I had lunch here in April 2016, not long after they opened, but haven’t been back because except for the fantastic casoncelli the food seemed sort of Frenchified and fussy. That certainly isn’t the case any more.
Got there Thursday night at 9:00. The place was completely full and we had to wait for one of the tables of campers to decide to leave. While we were waiting, I heard the hostess tell a couple of walk-ins that she might be able to seat them in 45 minutes, so good thing we had a reservation.
Medium-size antipasto, “Mixed antipasto platter, imported Prosciutto crudo, salamino calabrese, salame toscano, two milk Robiola, Gorgonzola, fruits, honey, crostini, nuts” ($16). How generous is that? And we’d already taken a couple of pieces. Everything was excellent except the Robiola was over the hill.
Tortino, “Organic spinach flan with runny egg yolk center, Grana Padano D.O.P. sauce, sauteed spinach, brown butter, Alba black truffle” ($15.75) wasn’t the usual unmolded flan-like thing but a soft custard. It was a much bigger serving than it looks like in the photo.
Agnolotti di Lydia, “Traditional Piedmontese style stuffed pasta with beef shank, flat iron, pork loin, sausage, escarole, spinach, parmigiano, beef reduction” ($14.95): I got this to try something different. Great dish but I was jealous of my dining companion’s
casoncelli, “My Mom’s lombardian-style stuffed pasta with beef, prosciutto, pork shoulder, imported smoked pancetta, sage brown butter” $15.75. Looking forward to gettting more than one bite of this soon.
Angela’s tiramisu ($7): this version has whipped cream, booze, and coffee. Really good, though I prefer the version with mostly Galbani or similar mascarpone and marsala. Generous portion, plenty for two.
The wine list is also much improved. We drank a delicious Manicor “Keltersee Keil” Schiava ($49), atypically for that grape light and fruity, not high acid or much tannin.
The next night we went to the Barrel Room for the first time in a while, not knowing that they had scaled back the food menu. We weren’t really in the mood for what they had. The server suggested Belotti, saying that it usually quieted down by 10:00 (they’re open until 11:00 on Friday and Saturday), so we ended up there again.

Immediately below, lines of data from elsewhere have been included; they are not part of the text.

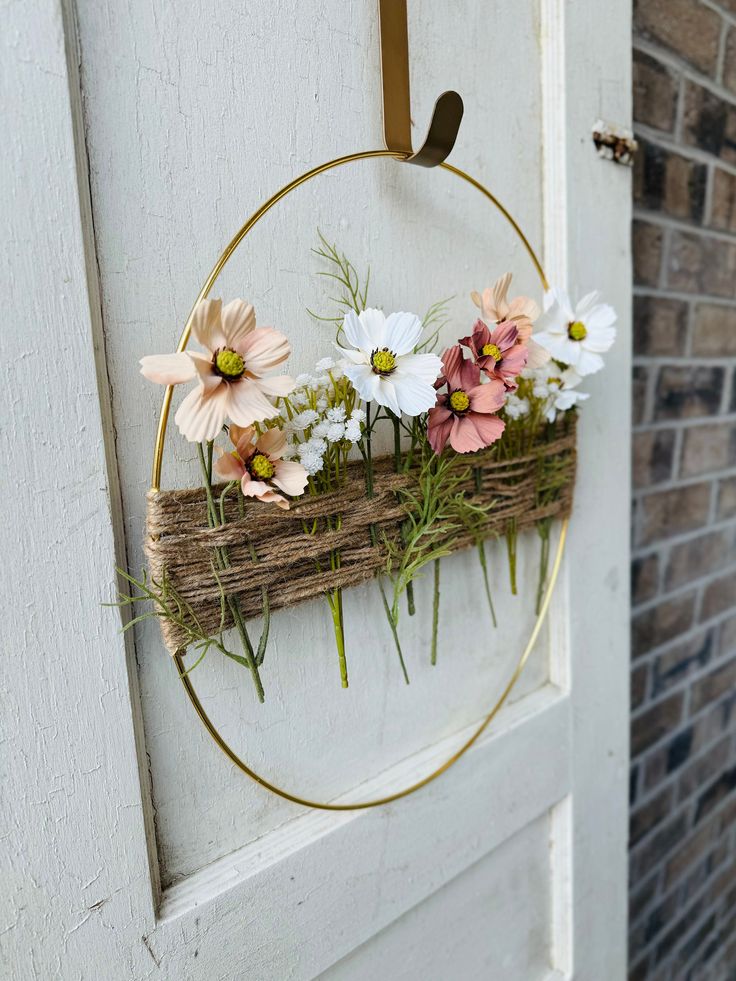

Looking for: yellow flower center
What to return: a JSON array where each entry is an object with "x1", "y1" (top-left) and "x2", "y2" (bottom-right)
[
  {"x1": 371, "y1": 347, "x2": 396, "y2": 375},
  {"x1": 250, "y1": 453, "x2": 276, "y2": 480},
  {"x1": 450, "y1": 388, "x2": 470, "y2": 412},
  {"x1": 215, "y1": 347, "x2": 245, "y2": 381},
  {"x1": 480, "y1": 344, "x2": 503, "y2": 362}
]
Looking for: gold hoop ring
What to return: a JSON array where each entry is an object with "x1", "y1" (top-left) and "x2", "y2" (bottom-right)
[{"x1": 151, "y1": 150, "x2": 569, "y2": 811}]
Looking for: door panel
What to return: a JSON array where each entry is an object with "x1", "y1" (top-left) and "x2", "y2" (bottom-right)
[
  {"x1": 0, "y1": 0, "x2": 630, "y2": 981},
  {"x1": 78, "y1": 0, "x2": 547, "y2": 886},
  {"x1": 322, "y1": 815, "x2": 552, "y2": 981}
]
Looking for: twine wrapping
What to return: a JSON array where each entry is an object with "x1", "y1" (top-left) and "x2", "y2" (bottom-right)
[{"x1": 146, "y1": 415, "x2": 575, "y2": 654}]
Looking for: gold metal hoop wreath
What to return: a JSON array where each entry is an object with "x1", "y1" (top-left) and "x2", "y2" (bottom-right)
[{"x1": 151, "y1": 150, "x2": 569, "y2": 811}]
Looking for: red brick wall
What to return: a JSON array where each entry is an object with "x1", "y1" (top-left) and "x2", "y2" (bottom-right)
[{"x1": 628, "y1": 0, "x2": 736, "y2": 981}]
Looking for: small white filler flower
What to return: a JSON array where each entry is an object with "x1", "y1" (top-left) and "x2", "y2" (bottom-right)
[
  {"x1": 342, "y1": 309, "x2": 442, "y2": 416},
  {"x1": 534, "y1": 288, "x2": 616, "y2": 375}
]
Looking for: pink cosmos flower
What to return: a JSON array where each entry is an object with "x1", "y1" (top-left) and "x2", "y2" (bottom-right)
[
  {"x1": 215, "y1": 423, "x2": 307, "y2": 511},
  {"x1": 141, "y1": 300, "x2": 294, "y2": 443},
  {"x1": 460, "y1": 320, "x2": 529, "y2": 392},
  {"x1": 470, "y1": 273, "x2": 550, "y2": 368},
  {"x1": 427, "y1": 344, "x2": 506, "y2": 453}
]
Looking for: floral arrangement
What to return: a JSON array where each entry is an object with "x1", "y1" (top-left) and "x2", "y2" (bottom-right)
[{"x1": 120, "y1": 236, "x2": 616, "y2": 701}]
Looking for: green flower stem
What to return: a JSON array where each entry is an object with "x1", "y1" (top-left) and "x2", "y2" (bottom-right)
[
  {"x1": 362, "y1": 402, "x2": 409, "y2": 685},
  {"x1": 477, "y1": 538, "x2": 498, "y2": 627},
  {"x1": 506, "y1": 518, "x2": 518, "y2": 596},
  {"x1": 237, "y1": 484, "x2": 271, "y2": 668},
  {"x1": 391, "y1": 412, "x2": 416, "y2": 617},
  {"x1": 535, "y1": 518, "x2": 550, "y2": 616},
  {"x1": 431, "y1": 559, "x2": 441, "y2": 664},
  {"x1": 197, "y1": 442, "x2": 265, "y2": 702},
  {"x1": 327, "y1": 516, "x2": 348, "y2": 688},
  {"x1": 378, "y1": 579, "x2": 410, "y2": 685}
]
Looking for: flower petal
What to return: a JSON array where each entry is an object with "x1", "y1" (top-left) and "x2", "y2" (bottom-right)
[
  {"x1": 450, "y1": 413, "x2": 484, "y2": 453},
  {"x1": 345, "y1": 364, "x2": 380, "y2": 402},
  {"x1": 471, "y1": 413, "x2": 506, "y2": 446},
  {"x1": 491, "y1": 320, "x2": 519, "y2": 351},
  {"x1": 467, "y1": 379, "x2": 506, "y2": 412},
  {"x1": 215, "y1": 446, "x2": 245, "y2": 480},
  {"x1": 273, "y1": 460, "x2": 309, "y2": 497},
  {"x1": 355, "y1": 307, "x2": 387, "y2": 352},
  {"x1": 174, "y1": 385, "x2": 228, "y2": 443},
  {"x1": 342, "y1": 310, "x2": 373, "y2": 354},
  {"x1": 256, "y1": 429, "x2": 286, "y2": 460},
  {"x1": 189, "y1": 352, "x2": 222, "y2": 395},
  {"x1": 240, "y1": 471, "x2": 289, "y2": 511},
  {"x1": 221, "y1": 300, "x2": 258, "y2": 354},
  {"x1": 374, "y1": 375, "x2": 402, "y2": 416},
  {"x1": 381, "y1": 313, "x2": 422, "y2": 355},
  {"x1": 526, "y1": 335, "x2": 552, "y2": 370},
  {"x1": 427, "y1": 405, "x2": 454, "y2": 453},
  {"x1": 442, "y1": 344, "x2": 480, "y2": 391},
  {"x1": 258, "y1": 375, "x2": 296, "y2": 398},
  {"x1": 227, "y1": 378, "x2": 278, "y2": 426},
  {"x1": 391, "y1": 370, "x2": 437, "y2": 416},
  {"x1": 394, "y1": 354, "x2": 443, "y2": 383},
  {"x1": 230, "y1": 422, "x2": 256, "y2": 460},
  {"x1": 237, "y1": 327, "x2": 291, "y2": 377},
  {"x1": 192, "y1": 300, "x2": 226, "y2": 354},
  {"x1": 583, "y1": 326, "x2": 616, "y2": 354},
  {"x1": 140, "y1": 351, "x2": 197, "y2": 385}
]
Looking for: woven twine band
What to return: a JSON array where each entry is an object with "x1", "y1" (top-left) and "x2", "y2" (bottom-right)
[{"x1": 146, "y1": 417, "x2": 576, "y2": 654}]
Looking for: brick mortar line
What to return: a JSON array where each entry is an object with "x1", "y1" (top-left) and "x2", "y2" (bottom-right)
[
  {"x1": 630, "y1": 798, "x2": 731, "y2": 928},
  {"x1": 700, "y1": 0, "x2": 736, "y2": 27},
  {"x1": 628, "y1": 740, "x2": 733, "y2": 856},
  {"x1": 631, "y1": 543, "x2": 736, "y2": 620},
  {"x1": 634, "y1": 354, "x2": 736, "y2": 366},
  {"x1": 631, "y1": 410, "x2": 736, "y2": 432},
  {"x1": 631, "y1": 560, "x2": 736, "y2": 616},
  {"x1": 632, "y1": 35, "x2": 736, "y2": 107},
  {"x1": 628, "y1": 877, "x2": 726, "y2": 977},
  {"x1": 631, "y1": 518, "x2": 736, "y2": 560},
  {"x1": 631, "y1": 510, "x2": 736, "y2": 564},
  {"x1": 633, "y1": 283, "x2": 736, "y2": 309},
  {"x1": 631, "y1": 600, "x2": 736, "y2": 668},
  {"x1": 631, "y1": 468, "x2": 734, "y2": 498},
  {"x1": 631, "y1": 205, "x2": 736, "y2": 249},
  {"x1": 630, "y1": 652, "x2": 736, "y2": 736}
]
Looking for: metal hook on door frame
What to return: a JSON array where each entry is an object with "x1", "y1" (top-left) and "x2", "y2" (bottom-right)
[{"x1": 378, "y1": 0, "x2": 463, "y2": 167}]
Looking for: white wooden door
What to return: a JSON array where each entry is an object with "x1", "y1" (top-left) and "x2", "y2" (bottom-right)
[{"x1": 0, "y1": 0, "x2": 630, "y2": 981}]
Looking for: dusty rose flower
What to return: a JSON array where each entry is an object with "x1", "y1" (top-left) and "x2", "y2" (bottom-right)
[
  {"x1": 215, "y1": 424, "x2": 307, "y2": 511},
  {"x1": 141, "y1": 300, "x2": 294, "y2": 443},
  {"x1": 460, "y1": 320, "x2": 529, "y2": 392},
  {"x1": 470, "y1": 273, "x2": 550, "y2": 369},
  {"x1": 427, "y1": 344, "x2": 506, "y2": 453}
]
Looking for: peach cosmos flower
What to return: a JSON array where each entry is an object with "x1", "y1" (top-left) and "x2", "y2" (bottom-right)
[
  {"x1": 215, "y1": 423, "x2": 308, "y2": 511},
  {"x1": 140, "y1": 300, "x2": 294, "y2": 443},
  {"x1": 427, "y1": 344, "x2": 506, "y2": 453},
  {"x1": 470, "y1": 273, "x2": 550, "y2": 369},
  {"x1": 460, "y1": 320, "x2": 529, "y2": 392}
]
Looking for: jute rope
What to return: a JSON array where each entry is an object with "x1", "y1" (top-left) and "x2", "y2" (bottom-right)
[{"x1": 146, "y1": 424, "x2": 575, "y2": 654}]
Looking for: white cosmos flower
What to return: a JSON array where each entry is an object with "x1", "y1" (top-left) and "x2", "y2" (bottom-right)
[
  {"x1": 534, "y1": 288, "x2": 616, "y2": 375},
  {"x1": 534, "y1": 365, "x2": 589, "y2": 422},
  {"x1": 343, "y1": 309, "x2": 442, "y2": 416}
]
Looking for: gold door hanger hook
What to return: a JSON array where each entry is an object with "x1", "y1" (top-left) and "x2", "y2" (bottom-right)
[{"x1": 378, "y1": 0, "x2": 463, "y2": 167}]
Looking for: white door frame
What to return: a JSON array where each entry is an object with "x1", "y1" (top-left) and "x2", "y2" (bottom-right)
[{"x1": 0, "y1": 0, "x2": 630, "y2": 981}]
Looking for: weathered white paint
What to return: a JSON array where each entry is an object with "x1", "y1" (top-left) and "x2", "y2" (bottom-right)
[{"x1": 0, "y1": 0, "x2": 629, "y2": 981}]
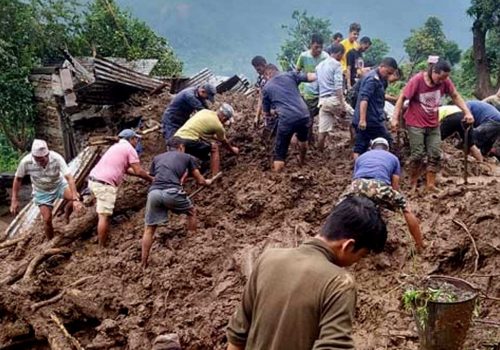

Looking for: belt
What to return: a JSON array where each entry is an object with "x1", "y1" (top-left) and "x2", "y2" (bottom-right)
[{"x1": 89, "y1": 176, "x2": 115, "y2": 187}]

Vitello tonnato, “Slow roasted certified Piedmontese veal eye of round, sicilian tuna sauce, capers essence, lemon zests” ($14.50), didn’t think to take a photo until we’d taken half. This was kind of eccentric since the tuna was a thick spread rather than a sauce. Great flavors. This combination would make a killer panino.
Tortelli di polenta, “Egg pasta stuffed with polenta taragna, rabbit sugo, thyme, grana Padano” $16.75: stuffing pasta with polenta sounded crazy, but really the filling is mostly butter, and the polenta keeps it from squirting out. Great, great dish, as good as the casoncelli.
My dining companion’s brasato, “5-hour braised flat iron, Italian organic polenta, organic hen of woods mushrooms, nebbiolo reduction” ($27.75), well, I prefer my own version of this dish, but this delicious, as good as I’ve had in a restaurant. The chef is from Bergamo and this is a canonical part of their cuisine.
Broccoli picante ($7) with toasted bechamel and some kind of cheese (this isn’t on the online menu), great dish and an excellent value.
Coconut sortbet made to order with a PacoJet ($6.50), great texture and flavor. I think it was just coconut and a little sugar.
Drank a delicious Italian Pinot Nero ($59) the server recommended, I forget what it was and it’s not on the list on the web site.
Belloti’s definitely in the top tier of East Bay Italian restaurants. Overall I was impressed by the value, the prices are modest for the quality, labor required, and ample portions.